The validity of SPUR 6/24 both to determine the risk of non-adherence and the relative importance of the drivers behind that risk for each patient is reinforced, both in comparison to preceding versions of the tool and via its ability to provide robust results across heterogeneous patient cohorts.

The results of the SEM analysis provide insights not only into the relative impact of different behavioral drivers, but also into their “nested” nature. This has ramifications for the design of behavioral interventions. Tools such as the Theoretical Domains Framework15 and the behavior change technique taxonomy16 have proved their value in outlining and categorizing the various drivers of patient behavior and the behavior change techniques (BCTs) that are best suited to addressing them. When faced with personalisation of interventions, it is cogent to understand the structure of these drivers for each patient, lest the intervention try to do everything all at once for everyone, therefore reducing the impact of any specific intervention. As such, a behavioral diagnostic tool such as SPUR can help guide the personalisation of the intervention.
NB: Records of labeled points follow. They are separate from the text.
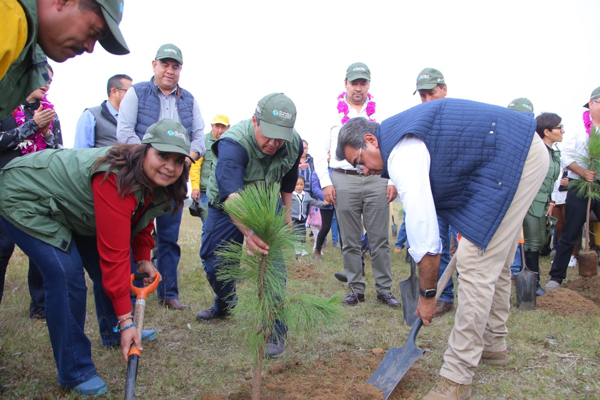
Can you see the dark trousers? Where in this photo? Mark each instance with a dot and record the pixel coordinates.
(219, 229)
(34, 276)
(326, 218)
(66, 295)
(168, 254)
(575, 213)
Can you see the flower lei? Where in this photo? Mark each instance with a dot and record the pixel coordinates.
(587, 121)
(37, 141)
(344, 110)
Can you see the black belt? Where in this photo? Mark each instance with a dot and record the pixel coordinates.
(346, 171)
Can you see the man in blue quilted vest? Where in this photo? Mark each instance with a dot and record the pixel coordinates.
(143, 105)
(473, 165)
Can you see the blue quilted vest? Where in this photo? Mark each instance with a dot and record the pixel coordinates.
(149, 107)
(477, 156)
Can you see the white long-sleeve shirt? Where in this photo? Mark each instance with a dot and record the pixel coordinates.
(408, 167)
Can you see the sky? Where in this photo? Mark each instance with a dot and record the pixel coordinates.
(236, 52)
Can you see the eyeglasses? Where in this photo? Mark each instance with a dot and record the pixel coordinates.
(359, 167)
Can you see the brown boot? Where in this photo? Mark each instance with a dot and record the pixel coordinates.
(317, 254)
(448, 390)
(498, 358)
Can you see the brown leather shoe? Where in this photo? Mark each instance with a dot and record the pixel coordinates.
(388, 299)
(175, 304)
(443, 307)
(353, 299)
(498, 358)
(448, 390)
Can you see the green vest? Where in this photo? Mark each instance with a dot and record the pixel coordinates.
(48, 195)
(29, 72)
(209, 162)
(261, 167)
(540, 204)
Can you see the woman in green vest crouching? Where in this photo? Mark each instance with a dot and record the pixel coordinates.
(76, 209)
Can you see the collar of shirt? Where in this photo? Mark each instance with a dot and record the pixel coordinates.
(113, 111)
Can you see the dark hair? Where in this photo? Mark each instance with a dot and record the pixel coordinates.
(353, 134)
(546, 121)
(91, 5)
(128, 160)
(115, 82)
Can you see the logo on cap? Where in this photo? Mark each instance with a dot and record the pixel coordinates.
(282, 114)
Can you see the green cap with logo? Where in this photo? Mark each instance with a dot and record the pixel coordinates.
(521, 104)
(358, 71)
(595, 95)
(428, 79)
(169, 51)
(112, 10)
(277, 114)
(169, 136)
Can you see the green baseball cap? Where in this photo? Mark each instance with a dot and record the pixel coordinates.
(521, 104)
(428, 79)
(169, 51)
(169, 136)
(114, 43)
(594, 96)
(277, 114)
(358, 71)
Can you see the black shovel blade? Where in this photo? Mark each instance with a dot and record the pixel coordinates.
(132, 364)
(526, 284)
(396, 363)
(409, 290)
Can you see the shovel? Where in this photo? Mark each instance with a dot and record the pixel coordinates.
(409, 289)
(525, 282)
(134, 353)
(398, 360)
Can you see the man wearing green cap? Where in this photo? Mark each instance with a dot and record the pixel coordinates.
(573, 151)
(144, 104)
(358, 196)
(267, 149)
(33, 29)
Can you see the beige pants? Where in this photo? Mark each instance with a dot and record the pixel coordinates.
(484, 280)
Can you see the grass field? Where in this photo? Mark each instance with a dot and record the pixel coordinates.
(551, 356)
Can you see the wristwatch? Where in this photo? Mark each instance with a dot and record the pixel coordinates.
(428, 294)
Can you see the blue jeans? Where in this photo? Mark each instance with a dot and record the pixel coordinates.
(34, 276)
(335, 233)
(65, 290)
(220, 229)
(402, 241)
(168, 253)
(448, 293)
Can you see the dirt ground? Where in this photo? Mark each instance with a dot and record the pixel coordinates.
(566, 302)
(342, 379)
(587, 287)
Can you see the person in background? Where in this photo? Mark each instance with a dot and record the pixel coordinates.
(551, 130)
(97, 126)
(146, 103)
(32, 127)
(72, 210)
(200, 171)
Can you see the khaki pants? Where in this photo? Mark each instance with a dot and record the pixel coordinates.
(364, 196)
(484, 280)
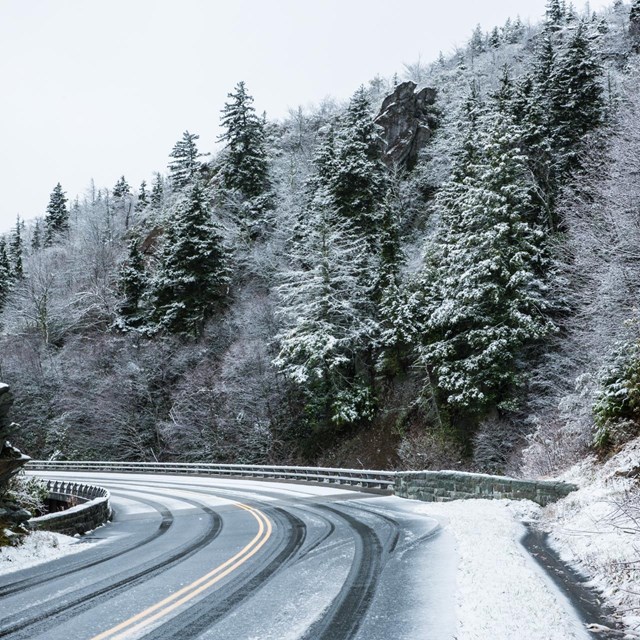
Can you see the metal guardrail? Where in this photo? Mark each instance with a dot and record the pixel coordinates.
(84, 492)
(354, 477)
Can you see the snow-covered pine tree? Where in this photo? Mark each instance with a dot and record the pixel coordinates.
(122, 200)
(185, 167)
(244, 163)
(56, 219)
(634, 25)
(36, 237)
(555, 13)
(15, 251)
(5, 273)
(494, 38)
(132, 285)
(477, 44)
(192, 281)
(157, 192)
(326, 311)
(357, 177)
(483, 291)
(121, 188)
(578, 104)
(142, 201)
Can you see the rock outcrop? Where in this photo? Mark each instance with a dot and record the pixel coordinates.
(408, 119)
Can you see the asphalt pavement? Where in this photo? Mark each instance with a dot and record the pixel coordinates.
(197, 557)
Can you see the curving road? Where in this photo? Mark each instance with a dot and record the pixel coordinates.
(240, 560)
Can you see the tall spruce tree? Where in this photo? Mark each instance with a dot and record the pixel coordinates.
(132, 285)
(56, 219)
(36, 237)
(326, 311)
(142, 201)
(5, 273)
(245, 165)
(356, 176)
(634, 25)
(122, 200)
(15, 251)
(157, 192)
(578, 104)
(192, 281)
(184, 169)
(485, 298)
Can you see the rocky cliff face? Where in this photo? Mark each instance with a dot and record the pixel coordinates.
(408, 119)
(11, 460)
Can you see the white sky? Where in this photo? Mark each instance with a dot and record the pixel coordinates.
(100, 88)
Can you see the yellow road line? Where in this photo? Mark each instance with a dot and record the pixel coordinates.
(177, 599)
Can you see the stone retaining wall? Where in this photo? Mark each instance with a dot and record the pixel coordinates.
(88, 508)
(443, 486)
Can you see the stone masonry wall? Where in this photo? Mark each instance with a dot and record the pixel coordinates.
(85, 512)
(443, 486)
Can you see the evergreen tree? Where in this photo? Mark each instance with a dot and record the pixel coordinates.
(326, 310)
(494, 38)
(483, 294)
(121, 188)
(36, 237)
(356, 176)
(56, 219)
(5, 273)
(634, 25)
(15, 251)
(122, 200)
(132, 285)
(578, 104)
(157, 192)
(244, 165)
(143, 197)
(192, 281)
(477, 42)
(185, 166)
(555, 14)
If the drivers for any individual patient are taken at face value, our analysis indicates that too much emphasis may be placed on rational and usage factors as expressed by the patient, whereas for some, these factors may themselves be driven by deeper, perhaps less explicitly stated drivers. The patient who expresses reservations – to their healthcare professional or even to themselves – about problems associated with the treatment may also be expressing their underlying reactance, perhaps exacerbated by a poor relationship with their healthcare professional. The patient who seems unconvinced by the real benefits afforded by the treatment may also be reactant, and / or having difficulties stemming from their sense of self, both at the individual and the social level. If these patients are simply provided educational tools touting the very real benefits of the treatment and minimizing side effects, then the underlying influences on these attitudes are not being addressed and the effectiveness of these interventions may suffer. Patients such as these may benefit from a more holistic approach that addresses not only their rational and usage concerns but also the discomfort they may feel with the treatment stemming from their psychological and social factors.
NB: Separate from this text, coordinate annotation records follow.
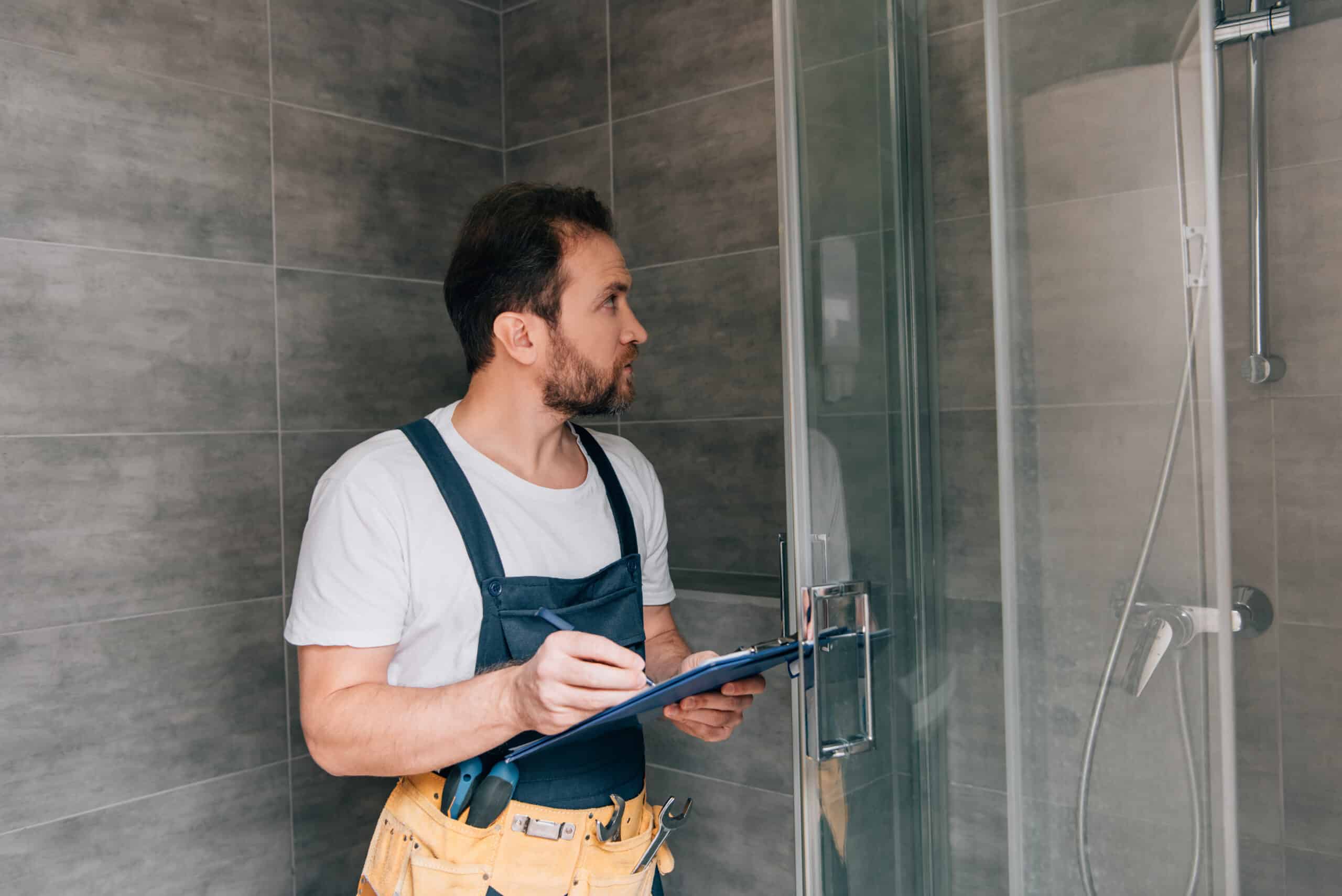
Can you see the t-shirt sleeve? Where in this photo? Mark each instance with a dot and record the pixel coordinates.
(657, 573)
(352, 587)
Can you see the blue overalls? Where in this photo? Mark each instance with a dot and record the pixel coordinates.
(608, 602)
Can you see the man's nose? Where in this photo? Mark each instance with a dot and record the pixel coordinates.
(635, 332)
This insight applies not only to the design of specific behavioral interventions but also, potentially, provides some guidance to healthcare professionals who are dealing with chronic patients. It can behoove them not to take at face value the reservations expressed by their patients with respect to rational or practical considerations then simply reassure or educate them on these factors. By all means, if the patient seems to need such information and support then it should be provided, but the healthcare professional would do well in these cases to dig a little deeper and try to understand if the patient’s recalcitrance is only the result of rational or practical considerations or if there is perhaps something deeper behind it. In the latter case, the practical and educational support would benefit greatly by a specific understanding of these drivers, in which case greater shared decision making might help the reactant patient and stories of patient testimonials might help the patient with social identity issues… to name only two examples.

On the whole, this analysis underlines the need for a more holistic understanding of the patient’s behavioral profile and a careful choice of behavioral change techniques to help address the needs not only of the “patient” but of the person the patient represents, in all of their complex glory.